UNA TEMPORADA CON PRECIOS EN CAÍDA
Al inicio de la cosecha, los cajones oscilaban entre $20.000 y $25.000, dependiendo del calibre, la variedad y la calidad. Pero en las últimas semanas los precios se derrumbaron: hoy, a través de publicaciones en Marketplace, se ofrecen entre $12.000 y $15.000 los cajones de las variedades más económicas.

Incluso en la venta minorista, el kilo de durazno puede encontrarse entre $1.000 y $2.000, cifras que están muy por debajo de los costos reales de producción.
UN CULTIVO EMBLEMÁTICO EN RETROCESO
A pesar de la pérdida de terreno frente al Valle de Uco en los últimos años, el durazno sigue siendo un cultivo característico de San Rafael y General Alvear.
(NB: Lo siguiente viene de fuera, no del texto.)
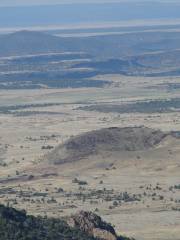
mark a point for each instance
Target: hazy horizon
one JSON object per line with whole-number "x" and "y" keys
{"x": 86, "y": 12}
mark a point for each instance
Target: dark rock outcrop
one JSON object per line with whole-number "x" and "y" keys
{"x": 93, "y": 225}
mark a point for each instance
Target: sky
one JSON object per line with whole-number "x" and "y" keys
{"x": 24, "y": 13}
{"x": 51, "y": 2}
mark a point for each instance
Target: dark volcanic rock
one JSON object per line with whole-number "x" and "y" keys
{"x": 93, "y": 225}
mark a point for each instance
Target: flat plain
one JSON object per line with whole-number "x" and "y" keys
{"x": 136, "y": 191}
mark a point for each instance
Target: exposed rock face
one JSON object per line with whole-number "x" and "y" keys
{"x": 107, "y": 139}
{"x": 93, "y": 225}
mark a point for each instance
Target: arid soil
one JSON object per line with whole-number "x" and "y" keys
{"x": 137, "y": 191}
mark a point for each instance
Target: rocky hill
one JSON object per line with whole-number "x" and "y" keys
{"x": 108, "y": 139}
{"x": 17, "y": 225}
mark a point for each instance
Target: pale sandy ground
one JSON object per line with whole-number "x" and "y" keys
{"x": 146, "y": 219}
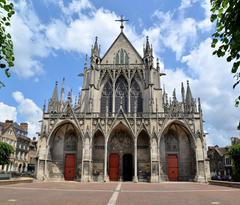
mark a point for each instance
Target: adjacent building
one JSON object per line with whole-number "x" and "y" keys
{"x": 16, "y": 135}
{"x": 123, "y": 126}
{"x": 220, "y": 162}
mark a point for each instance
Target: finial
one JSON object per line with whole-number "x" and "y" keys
{"x": 122, "y": 20}
{"x": 85, "y": 64}
{"x": 44, "y": 106}
{"x": 158, "y": 68}
{"x": 174, "y": 95}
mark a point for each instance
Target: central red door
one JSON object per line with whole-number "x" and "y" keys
{"x": 114, "y": 167}
{"x": 172, "y": 167}
{"x": 70, "y": 167}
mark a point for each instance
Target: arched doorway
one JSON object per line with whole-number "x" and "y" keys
{"x": 143, "y": 157}
{"x": 177, "y": 154}
{"x": 66, "y": 153}
{"x": 98, "y": 156}
{"x": 120, "y": 154}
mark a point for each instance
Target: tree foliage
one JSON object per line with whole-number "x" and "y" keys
{"x": 6, "y": 45}
{"x": 226, "y": 39}
{"x": 5, "y": 151}
{"x": 234, "y": 152}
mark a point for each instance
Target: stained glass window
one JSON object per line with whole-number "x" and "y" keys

Actualmente quedan unas 1.750 hectáreas implantadas en el sur provincial, lo que mantiene a la región como la segunda más importante de Mendoza en superficie destinada a este fruto.

La caída de superficie es evidente: en 2004 existían alrededor de 3.160 hectáreas entre producción para industria y para consumo en fresco. En dos décadas, la actividad se redujo casi a la mitad.
COSTOS, MANO DE OBRA Y CAMBIOS DE MERCADO
La pérdida de rentabilidad, el aumento de los costos de producción, la dificultad para conseguir mano de obra y la evolución de los mercados moldearon un nuevo mapa frutícola. Muchos productores se vieron obligados a reconvertirse o diversificar para sostenerse.

Mientras tanto, en plena temporada, la realidad vuelve a repetirse: el durazno —símbolo histórico de la fruticultura del sur mendocino— hoy se vende, literalmente, a precio de remate.